Comment expliquez-vous que quasiment personne ne figure sur ces images, pourtant des lieux d’habitation ?

On veut mettre en scène le paysage. Un paysage de carte postale, c’est un paysage sur lequel il n’y a pas de voiture, pas de public, pas de publicité. C’est la beauté du lieu que rien ne doit obscurcir ou détourner de l’attention. Mais cela produit une impression très étrange. Ces quartiers comme les Minguettes à Vénissieux ou le Val Fourré à Mantes-la-Jolie abritent des dizaines de milliers d’habitants, avec sans doute une fréquentation dense dans les espaces publics. Or il n’y a personne sur les photos. Cela donne l’impression qu’une bombe à neutrons est tombée dessus. En plus, ces images prises dans les années 50-60 avec des techniques de reproduction un peu étranges, parfois colorisées à la main, ont un côté rétro et futuriste.

Pourquoi avoir mis des citations en écho ?

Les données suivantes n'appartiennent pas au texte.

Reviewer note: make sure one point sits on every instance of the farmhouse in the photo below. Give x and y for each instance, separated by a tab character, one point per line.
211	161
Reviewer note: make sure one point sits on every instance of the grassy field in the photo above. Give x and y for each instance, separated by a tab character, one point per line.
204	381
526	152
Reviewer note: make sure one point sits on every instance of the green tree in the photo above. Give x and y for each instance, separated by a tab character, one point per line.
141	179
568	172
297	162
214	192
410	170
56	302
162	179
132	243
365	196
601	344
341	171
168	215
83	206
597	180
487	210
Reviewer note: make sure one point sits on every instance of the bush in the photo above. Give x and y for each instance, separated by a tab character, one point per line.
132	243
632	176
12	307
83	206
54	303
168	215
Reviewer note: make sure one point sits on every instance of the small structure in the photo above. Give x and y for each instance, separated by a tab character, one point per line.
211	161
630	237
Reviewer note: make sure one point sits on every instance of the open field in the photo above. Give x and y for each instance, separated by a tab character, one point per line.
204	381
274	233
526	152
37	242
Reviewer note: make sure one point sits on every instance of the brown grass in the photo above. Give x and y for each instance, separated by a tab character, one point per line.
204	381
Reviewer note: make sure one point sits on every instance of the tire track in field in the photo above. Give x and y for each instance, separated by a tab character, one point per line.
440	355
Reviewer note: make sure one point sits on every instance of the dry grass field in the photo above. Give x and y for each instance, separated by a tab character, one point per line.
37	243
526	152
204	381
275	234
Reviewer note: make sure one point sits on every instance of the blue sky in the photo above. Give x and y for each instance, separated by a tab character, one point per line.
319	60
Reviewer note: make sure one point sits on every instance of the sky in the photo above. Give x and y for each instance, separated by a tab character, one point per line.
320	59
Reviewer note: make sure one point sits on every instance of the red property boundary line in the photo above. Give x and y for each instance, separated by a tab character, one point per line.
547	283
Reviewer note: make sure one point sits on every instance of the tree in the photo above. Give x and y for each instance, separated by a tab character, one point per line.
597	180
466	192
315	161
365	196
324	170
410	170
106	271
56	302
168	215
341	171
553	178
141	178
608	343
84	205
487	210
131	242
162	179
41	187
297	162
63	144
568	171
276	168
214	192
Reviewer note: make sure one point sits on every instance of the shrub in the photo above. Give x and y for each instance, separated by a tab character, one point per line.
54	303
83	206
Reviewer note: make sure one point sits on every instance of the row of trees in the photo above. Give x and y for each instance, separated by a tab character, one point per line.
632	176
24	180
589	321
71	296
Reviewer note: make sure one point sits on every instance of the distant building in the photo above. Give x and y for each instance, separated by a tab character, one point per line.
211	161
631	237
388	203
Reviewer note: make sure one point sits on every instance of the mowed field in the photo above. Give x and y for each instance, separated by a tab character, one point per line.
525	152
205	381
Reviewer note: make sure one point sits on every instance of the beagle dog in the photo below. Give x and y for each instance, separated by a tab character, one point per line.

Pour remettre un peu d’histoire sociale et d’humanité derrière. J’ai voulu faire un récit un peu pointilliste et sans fil chronologique d’un demi-siècle de ces quartiers, de l’enthousiasme de la création jusqu’au discours de la dystopie, du ghetto d’aujourd’hui… C’est aussi montrer que ce n’est pas qu’une histoire par le haut, comme on est habitué à la raconter. Un Français sur six habite aujourd’hui dans un logement social, donc pour une bonne part dans ces quartiers. La moitié des Français, à un moment dans leur existence, ont vécu dans un logement social. Des morceaux de nos vies avec leurs événements joyeux sont liés à ces quartiers, ce n’est pas que de la violence, du chômage, de la drogue. J’ai été frappé au cours de mes travaux et en lisant les versos de ces cartes de voir à quel point le discours qu’on a aujourd’hui sur ces quartiers est en rupture avec la réalité de leur histoire sociale et l’expérience de leurs habitants. A travers ces citations, de la littérature officielle, juridique, romanesque, des chansons populaires, des écrits de versos de cartes, c’est aussi une manière de proposer une forme d’histoire qui redonne un peu la parole aux premiers concernés.

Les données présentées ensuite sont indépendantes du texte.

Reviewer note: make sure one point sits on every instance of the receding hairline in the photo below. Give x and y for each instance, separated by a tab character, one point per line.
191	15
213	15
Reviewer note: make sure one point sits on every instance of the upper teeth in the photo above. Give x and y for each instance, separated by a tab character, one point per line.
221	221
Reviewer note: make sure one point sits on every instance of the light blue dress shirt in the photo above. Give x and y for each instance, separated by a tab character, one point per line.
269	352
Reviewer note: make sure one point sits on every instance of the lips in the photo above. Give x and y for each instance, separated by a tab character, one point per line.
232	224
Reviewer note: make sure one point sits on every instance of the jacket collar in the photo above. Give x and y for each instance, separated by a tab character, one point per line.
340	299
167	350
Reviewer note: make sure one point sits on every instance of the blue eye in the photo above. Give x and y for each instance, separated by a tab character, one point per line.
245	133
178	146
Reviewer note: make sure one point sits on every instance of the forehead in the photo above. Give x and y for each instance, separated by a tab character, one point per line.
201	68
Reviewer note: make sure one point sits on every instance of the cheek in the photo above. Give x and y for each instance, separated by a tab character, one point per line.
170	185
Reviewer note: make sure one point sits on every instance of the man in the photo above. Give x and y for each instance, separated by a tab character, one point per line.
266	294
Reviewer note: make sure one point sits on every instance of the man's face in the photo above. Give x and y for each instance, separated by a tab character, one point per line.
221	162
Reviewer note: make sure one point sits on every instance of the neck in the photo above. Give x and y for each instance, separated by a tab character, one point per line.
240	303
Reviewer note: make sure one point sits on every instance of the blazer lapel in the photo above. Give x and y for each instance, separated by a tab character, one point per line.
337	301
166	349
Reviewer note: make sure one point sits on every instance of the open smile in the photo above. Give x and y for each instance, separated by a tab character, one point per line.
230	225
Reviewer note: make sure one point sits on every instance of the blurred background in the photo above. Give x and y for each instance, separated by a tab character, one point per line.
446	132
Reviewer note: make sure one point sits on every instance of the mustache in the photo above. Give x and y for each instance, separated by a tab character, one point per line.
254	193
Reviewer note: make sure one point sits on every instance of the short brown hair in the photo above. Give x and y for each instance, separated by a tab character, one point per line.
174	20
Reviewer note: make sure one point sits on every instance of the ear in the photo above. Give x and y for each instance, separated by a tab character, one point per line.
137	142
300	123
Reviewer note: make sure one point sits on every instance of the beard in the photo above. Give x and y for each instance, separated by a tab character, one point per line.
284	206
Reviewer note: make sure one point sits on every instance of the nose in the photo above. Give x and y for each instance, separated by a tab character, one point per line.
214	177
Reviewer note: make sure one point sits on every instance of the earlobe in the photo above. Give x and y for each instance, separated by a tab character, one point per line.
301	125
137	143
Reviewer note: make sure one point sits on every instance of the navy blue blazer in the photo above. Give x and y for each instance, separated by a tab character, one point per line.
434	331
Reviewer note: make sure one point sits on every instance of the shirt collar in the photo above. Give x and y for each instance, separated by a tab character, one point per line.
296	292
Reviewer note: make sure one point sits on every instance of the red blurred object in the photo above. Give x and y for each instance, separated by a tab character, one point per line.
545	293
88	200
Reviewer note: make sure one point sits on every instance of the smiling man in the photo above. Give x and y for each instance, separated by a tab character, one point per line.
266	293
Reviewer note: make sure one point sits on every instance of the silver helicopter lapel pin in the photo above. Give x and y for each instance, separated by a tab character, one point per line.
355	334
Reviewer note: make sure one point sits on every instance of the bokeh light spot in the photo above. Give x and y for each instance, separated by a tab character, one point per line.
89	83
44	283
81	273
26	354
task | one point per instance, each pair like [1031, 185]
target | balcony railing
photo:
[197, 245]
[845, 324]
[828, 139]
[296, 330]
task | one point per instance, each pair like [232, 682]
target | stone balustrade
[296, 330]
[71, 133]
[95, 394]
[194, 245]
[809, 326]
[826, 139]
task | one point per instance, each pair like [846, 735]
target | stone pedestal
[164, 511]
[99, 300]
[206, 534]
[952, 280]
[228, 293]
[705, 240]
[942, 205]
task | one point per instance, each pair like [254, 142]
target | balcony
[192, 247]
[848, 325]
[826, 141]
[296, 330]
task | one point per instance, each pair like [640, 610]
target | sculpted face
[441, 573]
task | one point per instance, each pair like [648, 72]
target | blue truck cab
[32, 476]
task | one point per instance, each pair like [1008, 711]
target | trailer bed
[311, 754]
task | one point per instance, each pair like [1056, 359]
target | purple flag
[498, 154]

Pourquoi le sujet des banlieues semble-t-il absent de la campagne présidentielle ?

C’était déjà le cas avec la campagne de 2017, mais de façon un peu moins marquée. La question de la politique de la ville et des banlieues, autrefois importante dans le débat public, a quasiment disparu depuis cinq ans. J’ai entendu l’autre jour Valérie Pécresse dire : «Je veux que pour un euro investi dans la politique de la ville, il y ait un euro investi en milieu rural.» C’est la première fois que les quartiers apparaissaient dans cette campagne, mais avec un retournement total. Les cités ne souffrent pas d’inégalités, mais on leur donne trop par rapport à d’autres territoires… Depuis une dizaine d’années, il y a une sorte de jeu d’opposition mis en scène entre des métropoles qui vont bien et le reste du territoire qui va mal. Christophe Guilluy en particulier explique que l’on en fait trop pour les métropoles et leurs quartiers contre la vraie France, les vraies couches populaires de la supposée France périphérique. Il y a une forme de retournement discursif qui consiste à dire que les habitants des quartiers profitent de l’ensemble des opportunités métropolitaines quand les habitants des petites villes, du rural, du périurbain, voient les services publics et les industries partir. En plus, ils bénéficient des milliards de la politique de la ville quand les autres n’ont plus rien. Progressivement, les acteurs politiques ont de plus en plus de mal à assumer de faire une politique de discrimination positive territoriale. C’est faux par ailleurs d’assimiler politique de la ville aux seuls quartiers pauvres des métropoles. Le livre s’ouvre sur une photo de Mourenx qui se trouve dans la pampa béarnaise, avec rien autour. C’est aussi rappeler que les quartiers, les grands ensembles, les quartiers populaires d’habitat social, qui concentrent la pauvreté, la précarité, les minorités, ce n’est pas que la Seine-Saint-Denis.

(1) Christiane Rochefort, les Petits Enfants du siècle, Grasset, 1961.

Renaud Epstein On est bien arrivés, Un tour de France des grands ensembles, Le Nouvel Attila, 96 pp.